Ingeval de arts een taak krijgt te verrichten die hij niet goed verenigbaar acht met de vertrouwenspositie jegens zijn patiënt (bijvoorbeeld onderzoek in het lichaam) kan een arts van buiten, bijvoorbeeld een forensisch geneeskundige, deze taak uitvoeren. 4.3. Bereikbaarheid en beschikbaarheid De directeur en de penitentiair geneeskundige zijn samen verantwoordelijk voor de medische verzorging: de directeur heeft ervoor te zorgen dat de arts regelmatig spreekuur houdt in de inrichting en daarnaast naar de inrichting komt als de directeur dat nodig oordeelt. Het verschil tussen bereikbaarheid en beschikbaarheid zit in de fysieke aanwezigheid van de arts. Het is niet voor alle medische vragen nodig dat de arts in de inrichting aanwezig is. Veel vragen kunnen telefonisch worden beantwoord. Om ervan verzekerd te zijn dat dit altijd mogelijk is, moet de dienstdoende arts wel voortdurend bereikbaar zijn.

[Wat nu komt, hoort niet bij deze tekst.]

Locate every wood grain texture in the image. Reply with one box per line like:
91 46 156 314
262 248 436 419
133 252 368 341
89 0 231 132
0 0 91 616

Raad voor Strafrechtstoepassing en Jeugdbescherming | Goed bejegenen 43
Het onvoldoende zorgdragen voor de beschikbaarheid van de medische dienst is een beslissing van de directeur. Klager is daarom ontvankelijk. Nu het te lang heeft geduurd voordat klager toegang kreeg tot de medische dienst heeft de directeur niet genoegzaam voldaan aan de hiervoor genoemde zorgplicht (06/2082/GA). De directeur heeft op grond van artikel 42, derde lid, Pbw de zorg voor het regelmatig beschikbaar zijn van de inrichtings(tand)arts voor het houden van een spreekuur (03/828/GA). Klager heeft diverse verzoekbriefjes voor een tandartsbezoek ingediend en hierop is onvoldoende adequaat gereageerd. De directeur is tekort geschoten in zijn zorgplicht voor voldoende beschikbaarheid van tandheelkundige zorg (06/1717/GA). De inrichtingsarts had ’s nachts naar de inrichting moeten gaan na een telefonisch consult van klager waarin hij aangaf dat het opvolgen van eerder die nacht na telefonisch consult gegeven adviezen niet tot vermindering van klachten had geleid (02/2224/JM).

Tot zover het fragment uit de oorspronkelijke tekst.